Je ne voudrais pas avoir l’air de rabâcher mais encore une fois, à peine une journée de soleil et hop, voici la pluie qui revient faire des claquettes sur les trottoirs mais pas que. Sur la terrasse, aussi. Et là, il est pile une heure de l’après-midi, l’heure où le soleil pourrait être au mieux de sa forme, eh bien non, je suis obligé d’allumer la lampe de mon bureau pour voir où je mets les doigts sur le clavier. Et ce n’est pas parce que je ne regarde pas mes doigts pour écrire que je n’ai pas besoin de voir, si j’en ai besoin ou envie. Non mais sans blague.

Alors, je me dis que ça va encore être une journée molle. Humide et molle. Pas forcément de quoi pendre son pied. Et quand je pense qu’on n’est que le 25 janvier, que l’hiver va encore durer deux mois, qu’on va se taper les giboulées en mars et tout le toutim, on n’a pas fini d’en recevoir, de l’eau sur le coin de la figure. Il n’y a guère que les parapluies qui frétillent du manche, car ils sont contents, eux et les bottes en caoutchouc qui applaudissent dans les flaques, car elles adorent ça, les déluges. Sinon, moi, ça commence à vraiment m’ennuyer.

Alors, je me dis que là, encore une fois, je vais me laisser aller à ne pas faire grand-chose (pour ne pas dire rien) et je vais attendre que le temps (maussade) passe. Trois petits tours et s’en ira peut-être demain. Ou après-demain.  D’ici là, il va falloir occuper l’esprit. Et le corps. La tête et les jambes. Le choix entre bouquiner, regarder la télé, dormir, sortir quand même sous la pluie ou faire du rangement dans les papiers et pointer mon relevé de compte bancaire. Rien de bien excitant, ma foi, dans tout ça. Le moins pire étant la sieste.

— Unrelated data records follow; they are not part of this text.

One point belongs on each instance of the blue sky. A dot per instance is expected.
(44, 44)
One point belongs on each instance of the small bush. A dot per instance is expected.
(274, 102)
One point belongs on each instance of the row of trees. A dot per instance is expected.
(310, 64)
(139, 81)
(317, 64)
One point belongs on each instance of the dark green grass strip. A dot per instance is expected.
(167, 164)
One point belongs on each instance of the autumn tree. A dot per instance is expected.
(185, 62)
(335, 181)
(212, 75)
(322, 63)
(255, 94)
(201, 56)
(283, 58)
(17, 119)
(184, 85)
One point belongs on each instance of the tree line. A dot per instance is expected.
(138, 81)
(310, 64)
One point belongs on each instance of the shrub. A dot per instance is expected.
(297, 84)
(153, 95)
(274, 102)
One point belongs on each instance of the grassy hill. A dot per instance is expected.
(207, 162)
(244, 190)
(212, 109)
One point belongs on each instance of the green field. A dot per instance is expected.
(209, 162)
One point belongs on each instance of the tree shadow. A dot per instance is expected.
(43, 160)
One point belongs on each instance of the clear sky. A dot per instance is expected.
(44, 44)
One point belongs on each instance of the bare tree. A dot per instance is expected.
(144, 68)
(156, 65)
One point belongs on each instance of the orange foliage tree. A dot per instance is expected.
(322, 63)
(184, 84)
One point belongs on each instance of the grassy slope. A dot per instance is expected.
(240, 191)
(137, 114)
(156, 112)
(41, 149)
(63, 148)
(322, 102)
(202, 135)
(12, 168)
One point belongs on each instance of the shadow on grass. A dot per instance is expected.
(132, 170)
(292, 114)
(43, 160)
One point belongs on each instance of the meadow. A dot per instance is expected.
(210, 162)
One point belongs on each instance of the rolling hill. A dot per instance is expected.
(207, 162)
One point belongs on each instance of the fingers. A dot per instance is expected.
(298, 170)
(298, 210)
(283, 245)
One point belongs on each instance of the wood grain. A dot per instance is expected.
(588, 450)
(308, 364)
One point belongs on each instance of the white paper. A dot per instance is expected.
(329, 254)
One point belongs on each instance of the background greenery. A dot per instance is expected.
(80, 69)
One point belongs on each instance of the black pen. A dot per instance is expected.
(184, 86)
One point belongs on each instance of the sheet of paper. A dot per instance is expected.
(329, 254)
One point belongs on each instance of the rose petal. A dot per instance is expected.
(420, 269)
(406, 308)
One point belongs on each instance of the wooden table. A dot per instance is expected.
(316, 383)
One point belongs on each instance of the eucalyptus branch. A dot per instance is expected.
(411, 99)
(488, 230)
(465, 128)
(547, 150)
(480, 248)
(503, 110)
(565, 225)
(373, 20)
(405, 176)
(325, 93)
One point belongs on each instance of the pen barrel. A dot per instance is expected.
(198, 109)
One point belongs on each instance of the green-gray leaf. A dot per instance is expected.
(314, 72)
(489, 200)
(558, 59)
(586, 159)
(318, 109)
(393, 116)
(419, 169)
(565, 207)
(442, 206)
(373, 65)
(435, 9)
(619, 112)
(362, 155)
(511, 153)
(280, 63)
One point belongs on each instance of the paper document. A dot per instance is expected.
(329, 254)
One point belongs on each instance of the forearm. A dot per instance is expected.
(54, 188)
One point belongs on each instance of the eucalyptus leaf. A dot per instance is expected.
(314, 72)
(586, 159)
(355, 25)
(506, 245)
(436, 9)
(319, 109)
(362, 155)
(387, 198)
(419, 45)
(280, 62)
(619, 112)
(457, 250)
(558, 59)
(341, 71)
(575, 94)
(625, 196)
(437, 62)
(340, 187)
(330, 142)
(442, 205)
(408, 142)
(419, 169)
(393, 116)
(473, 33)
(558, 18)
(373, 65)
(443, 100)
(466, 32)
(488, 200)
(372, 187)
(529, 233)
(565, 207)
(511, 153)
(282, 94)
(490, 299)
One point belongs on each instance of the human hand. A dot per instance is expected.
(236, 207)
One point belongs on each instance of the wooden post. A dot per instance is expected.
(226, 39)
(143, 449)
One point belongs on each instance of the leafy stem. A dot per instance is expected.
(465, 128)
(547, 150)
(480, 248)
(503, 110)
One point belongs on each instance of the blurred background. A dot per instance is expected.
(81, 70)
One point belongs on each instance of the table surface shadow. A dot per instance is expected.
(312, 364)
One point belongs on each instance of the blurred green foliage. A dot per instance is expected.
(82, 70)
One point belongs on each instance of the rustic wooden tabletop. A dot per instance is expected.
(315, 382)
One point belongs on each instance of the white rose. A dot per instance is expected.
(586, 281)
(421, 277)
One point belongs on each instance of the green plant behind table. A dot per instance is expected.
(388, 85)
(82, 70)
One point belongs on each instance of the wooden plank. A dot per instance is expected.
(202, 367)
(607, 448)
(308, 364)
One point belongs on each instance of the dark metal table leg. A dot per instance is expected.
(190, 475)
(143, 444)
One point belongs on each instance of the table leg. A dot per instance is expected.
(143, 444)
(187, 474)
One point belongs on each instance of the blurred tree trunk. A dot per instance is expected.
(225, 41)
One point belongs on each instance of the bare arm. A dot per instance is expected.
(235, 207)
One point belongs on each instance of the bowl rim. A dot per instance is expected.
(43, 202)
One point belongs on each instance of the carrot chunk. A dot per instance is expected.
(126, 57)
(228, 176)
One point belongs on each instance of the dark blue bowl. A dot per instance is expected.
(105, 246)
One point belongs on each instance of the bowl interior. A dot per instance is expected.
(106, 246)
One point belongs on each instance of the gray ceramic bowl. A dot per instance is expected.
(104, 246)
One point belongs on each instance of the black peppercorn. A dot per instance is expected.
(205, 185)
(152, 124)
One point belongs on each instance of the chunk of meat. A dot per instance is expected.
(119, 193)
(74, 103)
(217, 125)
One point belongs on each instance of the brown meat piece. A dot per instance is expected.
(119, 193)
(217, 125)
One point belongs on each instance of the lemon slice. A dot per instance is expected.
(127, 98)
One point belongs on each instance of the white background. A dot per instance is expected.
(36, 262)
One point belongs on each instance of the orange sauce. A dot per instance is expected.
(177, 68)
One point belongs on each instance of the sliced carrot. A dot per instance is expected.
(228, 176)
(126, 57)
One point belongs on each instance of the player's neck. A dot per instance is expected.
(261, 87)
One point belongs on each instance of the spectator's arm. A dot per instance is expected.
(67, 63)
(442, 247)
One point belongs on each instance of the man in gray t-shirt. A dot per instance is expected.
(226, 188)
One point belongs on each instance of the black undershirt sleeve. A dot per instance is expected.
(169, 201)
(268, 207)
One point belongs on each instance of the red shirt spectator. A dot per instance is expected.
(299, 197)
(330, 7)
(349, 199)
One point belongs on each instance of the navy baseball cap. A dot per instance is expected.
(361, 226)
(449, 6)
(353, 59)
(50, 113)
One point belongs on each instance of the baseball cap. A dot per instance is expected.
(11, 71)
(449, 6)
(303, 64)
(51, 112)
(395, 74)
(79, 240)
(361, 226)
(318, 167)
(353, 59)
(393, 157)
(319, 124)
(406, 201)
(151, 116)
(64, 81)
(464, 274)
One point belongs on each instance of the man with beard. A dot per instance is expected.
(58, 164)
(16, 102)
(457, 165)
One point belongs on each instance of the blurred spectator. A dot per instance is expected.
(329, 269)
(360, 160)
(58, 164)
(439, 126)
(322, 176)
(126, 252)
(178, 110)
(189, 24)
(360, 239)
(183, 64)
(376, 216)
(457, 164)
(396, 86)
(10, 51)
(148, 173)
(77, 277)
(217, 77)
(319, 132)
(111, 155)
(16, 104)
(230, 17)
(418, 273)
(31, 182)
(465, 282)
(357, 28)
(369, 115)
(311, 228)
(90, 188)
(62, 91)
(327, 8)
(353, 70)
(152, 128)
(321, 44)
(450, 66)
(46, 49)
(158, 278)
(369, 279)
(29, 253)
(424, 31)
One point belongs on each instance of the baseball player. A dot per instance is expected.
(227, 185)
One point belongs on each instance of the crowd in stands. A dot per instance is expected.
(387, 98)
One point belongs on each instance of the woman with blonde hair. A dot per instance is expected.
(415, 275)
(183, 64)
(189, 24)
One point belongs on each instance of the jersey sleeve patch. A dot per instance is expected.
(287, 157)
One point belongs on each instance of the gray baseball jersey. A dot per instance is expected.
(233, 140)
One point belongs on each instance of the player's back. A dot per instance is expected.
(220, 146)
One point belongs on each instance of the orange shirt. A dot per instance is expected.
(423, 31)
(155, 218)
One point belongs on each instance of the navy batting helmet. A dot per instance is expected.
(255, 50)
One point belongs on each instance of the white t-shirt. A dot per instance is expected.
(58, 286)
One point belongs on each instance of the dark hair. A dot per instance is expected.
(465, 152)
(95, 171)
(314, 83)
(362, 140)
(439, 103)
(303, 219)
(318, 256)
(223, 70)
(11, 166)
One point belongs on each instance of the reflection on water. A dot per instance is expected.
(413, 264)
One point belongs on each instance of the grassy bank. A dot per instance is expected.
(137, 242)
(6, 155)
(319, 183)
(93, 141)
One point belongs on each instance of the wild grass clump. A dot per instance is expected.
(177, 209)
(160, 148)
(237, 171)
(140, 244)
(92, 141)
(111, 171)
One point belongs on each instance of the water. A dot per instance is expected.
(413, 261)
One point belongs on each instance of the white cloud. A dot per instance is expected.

Quelque chose d’excitant ? Que peut-il m’arriver d’excitant un jour comme aujourd’hui ? Si ça se savait, on le saurait (bravo !) mais là, non, je n’y crois guère, je n’y crois plus. Alors, je vais peut-être aller fermer les yeux. Et rêver à des jours meilleurs. À des lendemains qui chantent pour que je puisse fredonner avec eux. Sinon, peut-être que je peux aussi m’obliger à penser à des choses agréables. Me faire mon cinéma dans la tête. Ouvrir la boîte à fantasmes. Et voir si je ne peux pas y trouver chaussure à mon pied. Antidote à mon ennui.

Et je repense à ce toucher rectal qui ferait partir le hoquet. Si encore je connaissais quelqu’un qui a le bras long, je pourrais imaginer que j’ai le hoquet. Lui dire que j’ai le hoquet. Et lui demander de le faire disparaître. Comme par magie. Mais alors, si je m’y attends, ça ne sera pas vraiment une surprise. Non, il faut que je trouve un autre moyen de me faire plaisir pour tromper cette langueur monotone qui commence à m’habiter. Aller prendre une douche ? Vous rigolez ou quoi ? Autant aller marcher tout nu, dehors, alors.